Pagi di Rimba
ricau unggas, dan daun basah
angin mengipas wangi rimba, waktu
sampai memetik hari, semburat cahaya
dalam kantuk nafas, memanjati matahari
kelabu, pulang kepada kelam
tangan-tangan terkulai, mengusik miang rimba
maut menggesek setiap ranting
dengarlah suaranya berjalin dengan setiap suara
terimakasih,
pagi yang bersuka
Sumber: Horison (November, 1985)
Analisis Puisi:
Puisi “Pagi di Rimba” karya Ajamuddin Tifani menghadirkan lanskap alam yang tampak tenang di permukaan, tetapi menyimpan dinamika kehidupan dan kematian di dalamnya. Melalui larik-larik yang padat dan metaforis, penyair memperlihatkan bagaimana pagi di rimba bukan hanya tentang keindahan, melainkan juga tentang siklus eksistensi.
Tema
Tema puisi ini adalah siklus kehidupan di alam yang memadukan keindahan dan kefanaan.
Puisi ini bercerita tentang suasana pagi di tengah rimba. Ricau unggas, daun basah, dan angin yang mengipas wangi hutan membentuk lanskap alami yang hidup. Cahaya pagi memanjati matahari, sementara waktu seolah “memetik hari”.
Namun, di balik suasana segar tersebut, muncul kesadaran akan sisi lain rimba: “maut menggesek setiap ranting”. Ada ketegangan antara kehidupan yang bersuara dan kematian yang mengintai.
Puisi ditutup dengan ungkapan “terimakasih, pagi yang bersuka”, seolah menjadi refleksi syukur atas keberlangsungan hidup meskipun berada di tengah ancaman kefanaan.
Makna Tersirat
Makna tersirat puisi ini adalah bahwa kehidupan selalu berjalan berdampingan dengan kematian. Pagi yang identik dengan harapan dan kebaruan ternyata juga mengandung potensi kehancuran.

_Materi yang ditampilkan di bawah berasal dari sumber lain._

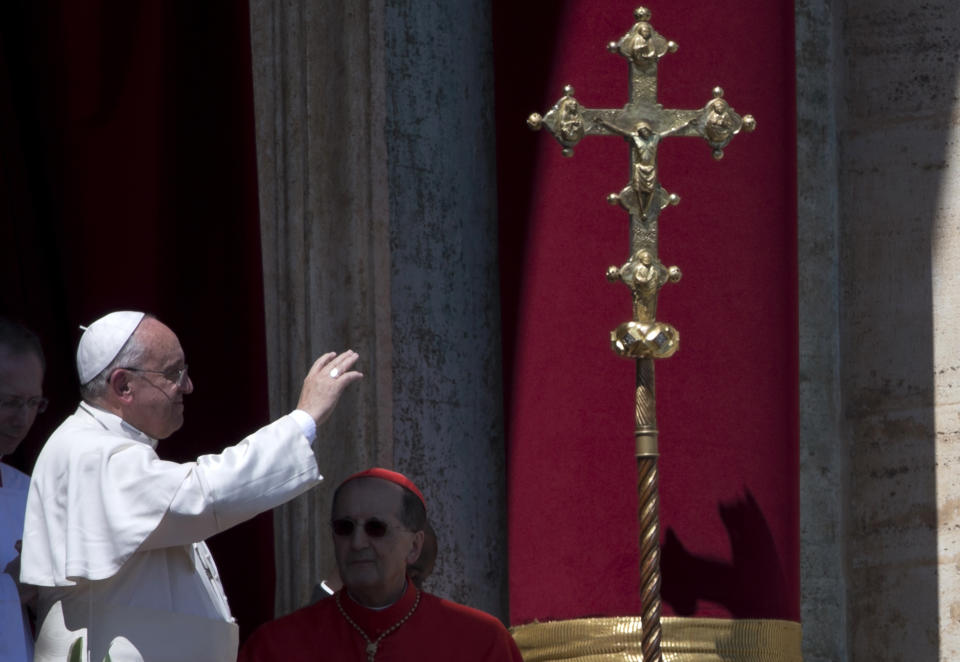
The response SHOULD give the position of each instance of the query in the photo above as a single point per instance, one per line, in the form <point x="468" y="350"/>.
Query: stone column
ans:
<point x="879" y="79"/>
<point x="324" y="214"/>
<point x="822" y="449"/>
<point x="378" y="214"/>
<point x="448" y="420"/>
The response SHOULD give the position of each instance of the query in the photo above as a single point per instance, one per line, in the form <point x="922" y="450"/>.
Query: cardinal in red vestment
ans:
<point x="380" y="615"/>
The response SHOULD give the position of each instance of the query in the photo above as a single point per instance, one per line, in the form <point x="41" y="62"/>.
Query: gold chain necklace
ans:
<point x="372" y="645"/>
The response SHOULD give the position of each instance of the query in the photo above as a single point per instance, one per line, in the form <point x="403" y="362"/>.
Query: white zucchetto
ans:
<point x="103" y="340"/>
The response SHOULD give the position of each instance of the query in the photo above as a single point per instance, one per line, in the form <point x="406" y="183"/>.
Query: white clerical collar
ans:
<point x="386" y="606"/>
<point x="114" y="423"/>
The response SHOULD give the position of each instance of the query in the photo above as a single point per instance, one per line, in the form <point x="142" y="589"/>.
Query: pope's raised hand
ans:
<point x="325" y="383"/>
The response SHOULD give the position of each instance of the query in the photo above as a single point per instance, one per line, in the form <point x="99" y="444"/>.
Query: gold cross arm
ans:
<point x="569" y="122"/>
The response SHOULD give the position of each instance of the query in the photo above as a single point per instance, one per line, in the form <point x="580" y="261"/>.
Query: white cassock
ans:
<point x="16" y="639"/>
<point x="113" y="536"/>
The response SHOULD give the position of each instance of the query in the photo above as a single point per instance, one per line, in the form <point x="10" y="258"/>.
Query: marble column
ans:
<point x="378" y="216"/>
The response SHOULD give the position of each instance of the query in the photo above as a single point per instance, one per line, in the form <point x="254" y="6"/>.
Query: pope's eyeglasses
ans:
<point x="374" y="528"/>
<point x="178" y="377"/>
<point x="10" y="404"/>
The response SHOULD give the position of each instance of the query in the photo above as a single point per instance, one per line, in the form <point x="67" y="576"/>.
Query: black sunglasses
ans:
<point x="374" y="528"/>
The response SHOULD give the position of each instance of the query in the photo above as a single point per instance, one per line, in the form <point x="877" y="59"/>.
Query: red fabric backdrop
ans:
<point x="128" y="180"/>
<point x="727" y="401"/>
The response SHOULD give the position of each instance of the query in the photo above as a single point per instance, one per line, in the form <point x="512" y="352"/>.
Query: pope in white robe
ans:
<point x="113" y="535"/>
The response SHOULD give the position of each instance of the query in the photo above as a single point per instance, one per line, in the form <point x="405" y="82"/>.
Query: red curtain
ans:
<point x="128" y="180"/>
<point x="727" y="401"/>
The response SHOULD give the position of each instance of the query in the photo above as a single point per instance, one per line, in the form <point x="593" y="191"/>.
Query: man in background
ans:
<point x="380" y="615"/>
<point x="21" y="399"/>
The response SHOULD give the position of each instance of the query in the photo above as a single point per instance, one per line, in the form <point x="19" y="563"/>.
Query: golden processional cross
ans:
<point x="643" y="123"/>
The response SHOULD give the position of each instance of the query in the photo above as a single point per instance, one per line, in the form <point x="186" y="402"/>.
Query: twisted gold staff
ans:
<point x="643" y="123"/>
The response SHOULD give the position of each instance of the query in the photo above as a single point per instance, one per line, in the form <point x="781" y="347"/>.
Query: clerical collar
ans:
<point x="375" y="625"/>
<point x="386" y="606"/>
<point x="113" y="423"/>
<point x="375" y="621"/>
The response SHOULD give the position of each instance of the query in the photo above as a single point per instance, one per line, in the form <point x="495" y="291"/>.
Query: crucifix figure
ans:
<point x="644" y="123"/>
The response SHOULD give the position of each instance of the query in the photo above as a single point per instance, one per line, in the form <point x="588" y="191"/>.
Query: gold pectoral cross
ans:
<point x="643" y="123"/>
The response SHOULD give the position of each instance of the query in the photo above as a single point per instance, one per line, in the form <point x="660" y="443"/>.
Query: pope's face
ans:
<point x="157" y="400"/>
<point x="21" y="379"/>
<point x="373" y="568"/>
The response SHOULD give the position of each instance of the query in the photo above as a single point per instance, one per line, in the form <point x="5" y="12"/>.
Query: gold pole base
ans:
<point x="617" y="638"/>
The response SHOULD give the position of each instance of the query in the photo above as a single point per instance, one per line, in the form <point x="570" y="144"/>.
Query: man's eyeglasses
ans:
<point x="374" y="528"/>
<point x="178" y="377"/>
<point x="10" y="404"/>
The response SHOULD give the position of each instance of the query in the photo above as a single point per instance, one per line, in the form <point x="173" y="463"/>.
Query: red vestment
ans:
<point x="438" y="631"/>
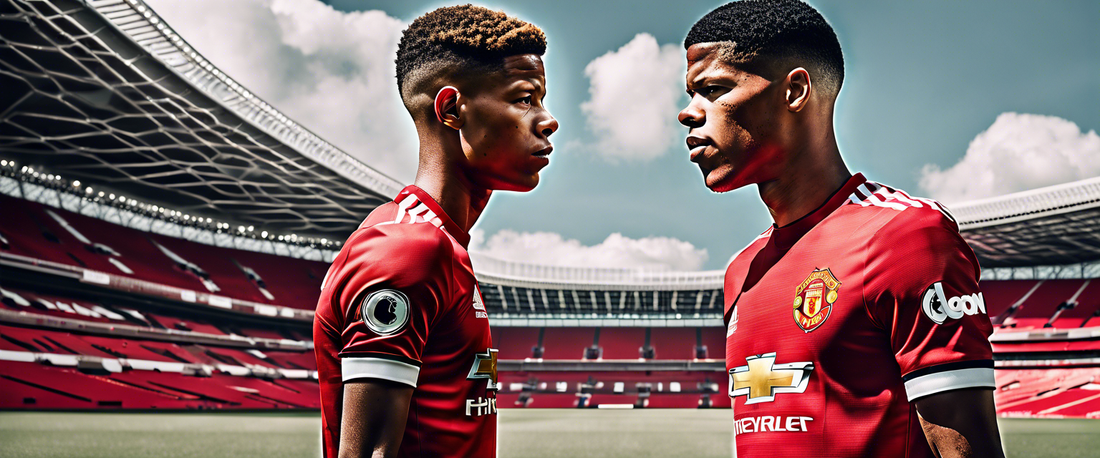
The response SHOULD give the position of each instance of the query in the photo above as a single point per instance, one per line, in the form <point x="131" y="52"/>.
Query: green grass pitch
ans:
<point x="524" y="433"/>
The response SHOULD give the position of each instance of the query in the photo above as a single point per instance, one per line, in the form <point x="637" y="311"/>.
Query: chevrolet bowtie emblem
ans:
<point x="761" y="379"/>
<point x="485" y="368"/>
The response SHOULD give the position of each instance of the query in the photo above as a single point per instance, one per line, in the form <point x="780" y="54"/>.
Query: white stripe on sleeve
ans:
<point x="938" y="382"/>
<point x="378" y="368"/>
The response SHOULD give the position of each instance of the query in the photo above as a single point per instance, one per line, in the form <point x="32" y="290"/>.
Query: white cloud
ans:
<point x="1019" y="152"/>
<point x="332" y="72"/>
<point x="635" y="94"/>
<point x="616" y="251"/>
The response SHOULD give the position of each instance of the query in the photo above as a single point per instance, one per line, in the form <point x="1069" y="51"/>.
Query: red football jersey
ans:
<point x="839" y="320"/>
<point x="400" y="303"/>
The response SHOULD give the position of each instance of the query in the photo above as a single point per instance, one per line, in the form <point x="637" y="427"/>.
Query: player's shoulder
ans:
<point x="402" y="242"/>
<point x="894" y="210"/>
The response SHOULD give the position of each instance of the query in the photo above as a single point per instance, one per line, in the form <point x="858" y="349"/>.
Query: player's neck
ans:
<point x="796" y="193"/>
<point x="449" y="186"/>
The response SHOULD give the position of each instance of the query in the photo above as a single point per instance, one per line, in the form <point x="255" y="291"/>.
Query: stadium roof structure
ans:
<point x="106" y="91"/>
<point x="1051" y="226"/>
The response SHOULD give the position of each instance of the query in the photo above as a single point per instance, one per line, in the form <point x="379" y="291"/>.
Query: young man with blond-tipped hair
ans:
<point x="855" y="325"/>
<point x="405" y="358"/>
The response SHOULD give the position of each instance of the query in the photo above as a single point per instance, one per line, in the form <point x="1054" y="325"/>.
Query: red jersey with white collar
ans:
<point x="839" y="320"/>
<point x="400" y="303"/>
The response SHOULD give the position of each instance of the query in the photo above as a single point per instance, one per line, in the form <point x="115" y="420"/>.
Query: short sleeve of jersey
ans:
<point x="391" y="290"/>
<point x="922" y="287"/>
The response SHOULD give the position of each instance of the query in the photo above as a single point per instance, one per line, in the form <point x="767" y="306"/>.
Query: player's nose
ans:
<point x="692" y="116"/>
<point x="548" y="126"/>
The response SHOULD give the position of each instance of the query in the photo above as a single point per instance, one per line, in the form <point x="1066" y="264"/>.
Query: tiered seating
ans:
<point x="33" y="231"/>
<point x="569" y="344"/>
<point x="1041" y="306"/>
<point x="562" y="390"/>
<point x="622" y="342"/>
<point x="1088" y="304"/>
<point x="1000" y="295"/>
<point x="673" y="342"/>
<point x="515" y="342"/>
<point x="1048" y="392"/>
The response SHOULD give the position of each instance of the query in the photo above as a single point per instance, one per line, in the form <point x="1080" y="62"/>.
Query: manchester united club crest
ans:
<point x="814" y="298"/>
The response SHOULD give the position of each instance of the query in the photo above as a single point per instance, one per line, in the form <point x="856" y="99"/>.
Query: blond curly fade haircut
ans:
<point x="460" y="41"/>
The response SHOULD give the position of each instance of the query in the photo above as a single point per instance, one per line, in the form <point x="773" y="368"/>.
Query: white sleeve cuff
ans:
<point x="378" y="368"/>
<point x="938" y="382"/>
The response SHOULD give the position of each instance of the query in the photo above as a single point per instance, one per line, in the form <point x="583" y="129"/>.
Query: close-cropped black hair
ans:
<point x="463" y="37"/>
<point x="772" y="30"/>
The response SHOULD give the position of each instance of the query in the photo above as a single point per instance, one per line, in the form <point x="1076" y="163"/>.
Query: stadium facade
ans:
<point x="167" y="231"/>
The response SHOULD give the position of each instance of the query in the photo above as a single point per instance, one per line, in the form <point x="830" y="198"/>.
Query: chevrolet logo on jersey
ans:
<point x="485" y="368"/>
<point x="761" y="379"/>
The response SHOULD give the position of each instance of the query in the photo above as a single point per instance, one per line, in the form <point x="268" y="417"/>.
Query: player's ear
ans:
<point x="798" y="89"/>
<point x="447" y="107"/>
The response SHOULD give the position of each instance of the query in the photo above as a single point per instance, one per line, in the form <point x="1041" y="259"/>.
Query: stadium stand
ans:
<point x="112" y="301"/>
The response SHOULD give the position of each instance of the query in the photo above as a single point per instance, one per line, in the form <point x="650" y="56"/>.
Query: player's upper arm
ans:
<point x="391" y="291"/>
<point x="922" y="289"/>
<point x="373" y="417"/>
<point x="954" y="432"/>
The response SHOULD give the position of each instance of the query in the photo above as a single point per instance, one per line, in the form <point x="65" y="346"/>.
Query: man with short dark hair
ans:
<point x="855" y="325"/>
<point x="405" y="359"/>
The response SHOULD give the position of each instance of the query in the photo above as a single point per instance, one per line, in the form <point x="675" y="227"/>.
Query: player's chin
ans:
<point x="519" y="183"/>
<point x="722" y="181"/>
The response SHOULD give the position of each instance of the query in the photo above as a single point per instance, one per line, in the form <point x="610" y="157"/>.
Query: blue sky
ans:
<point x="923" y="80"/>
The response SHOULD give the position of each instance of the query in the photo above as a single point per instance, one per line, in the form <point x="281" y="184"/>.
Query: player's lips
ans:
<point x="696" y="145"/>
<point x="543" y="152"/>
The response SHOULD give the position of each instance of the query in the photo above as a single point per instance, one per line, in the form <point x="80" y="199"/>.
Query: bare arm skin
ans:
<point x="373" y="418"/>
<point x="960" y="423"/>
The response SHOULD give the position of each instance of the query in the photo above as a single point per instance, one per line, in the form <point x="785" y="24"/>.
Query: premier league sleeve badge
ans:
<point x="385" y="312"/>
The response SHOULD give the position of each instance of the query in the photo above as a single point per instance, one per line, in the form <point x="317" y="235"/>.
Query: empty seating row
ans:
<point x="609" y="342"/>
<point x="39" y="386"/>
<point x="50" y="233"/>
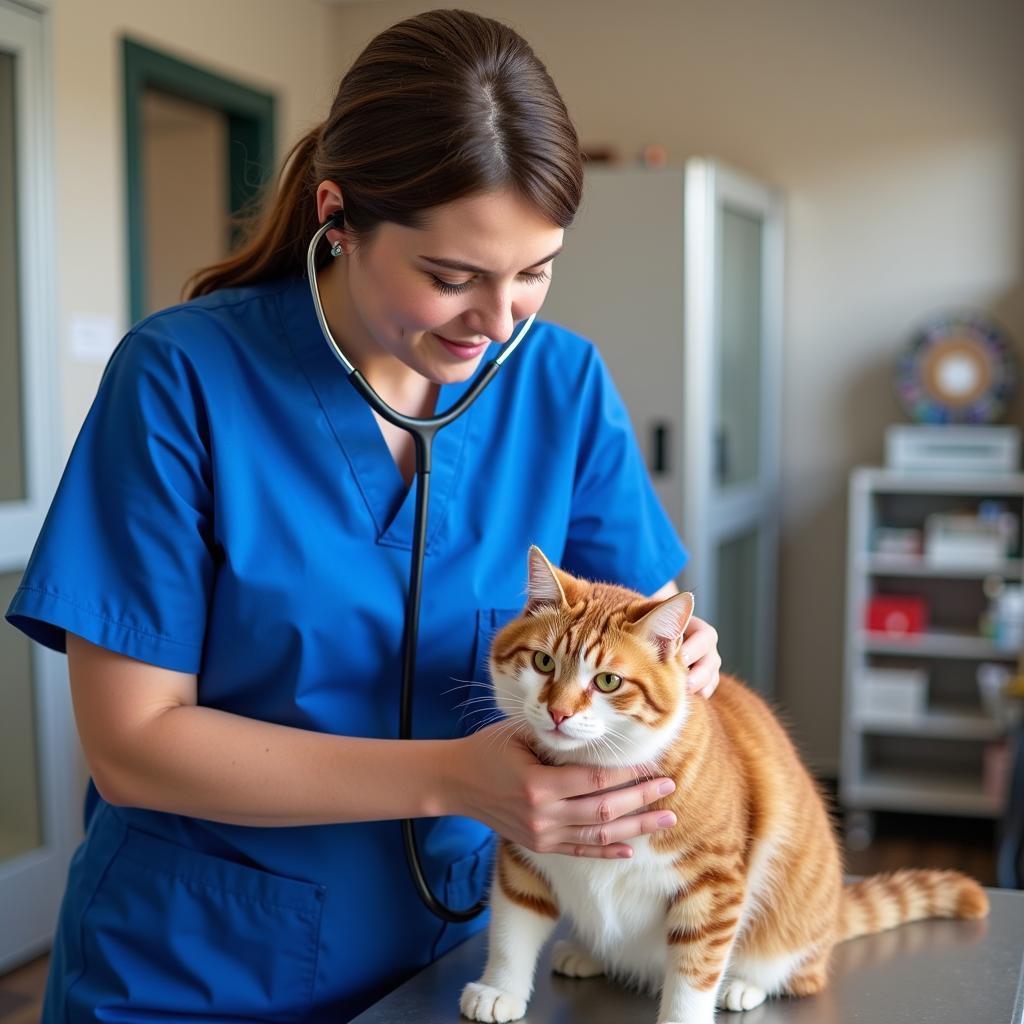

Rimba melambangkan dunia atau kehidupan itu sendiri: indah, liar, dan penuh risiko. Ungkapan terima kasih pada pagi menunjukkan penerimaan atas kenyataan bahwa hidup dan maut adalah bagian dari satu kesatuan yang tak terpisahkan.
Puisi ini mengajak pembaca untuk menyadari bahwa keindahan alam tidak steril dari ancaman, dan justru di situlah makna hidup menjadi lebih dalam.
Suasana dalam Puisi
Suasana dalam puisi ini ambivalen: segar dan cerah di awal, lalu perlahan berubah menjadi mencekam dan kontemplatif. Ada perpaduan antara rasa syukur dan kesadaran akan kefanaan.
Amanat / Pesan yang Disampaikan Puisi
Amanat yang disampaikan puisi ini adalah agar manusia menghargai setiap pagi—setiap awal—karena kehidupan adalah anugerah yang berjalan seiring dengan risiko kematian. Puisi ini juga menyiratkan pentingnya kesadaran ekologis: bahwa rimba adalah ruang hidup yang memiliki keseimbangan alami yang harus dijaga.
Puisi “Pagi di Rimba” karya Ajamuddin Tifani merupakan refleksi puitik tentang harmoni dan ketegangan dalam alam. Melalui perpaduan citraan yang hidup dan simbolisme yang kuat, penyair memperlihatkan bahwa pagi bukan hanya awal yang cerah, melainkan juga pengingat akan siklus hidup dan mati.
Puisi ini mengajak pembaca untuk mensyukuri setiap momen kehidupan sekaligus menyadari keterbatasan eksistensi manusia di tengah semesta.
Puisi: Pagi di Rimba
Karya: Ajamuddin Tifani
Biodata Ajamuddin Tifani:
- Ajamuddin Tifani lahir di Banjarmasin, Kalimantan Selatan, pada tanggal 23 September 1951.
- Ajamuddin Tifani meninggal dunia di Banjarmasin, Kalimantan Selatan, pada tanggal 6 Mei 2002.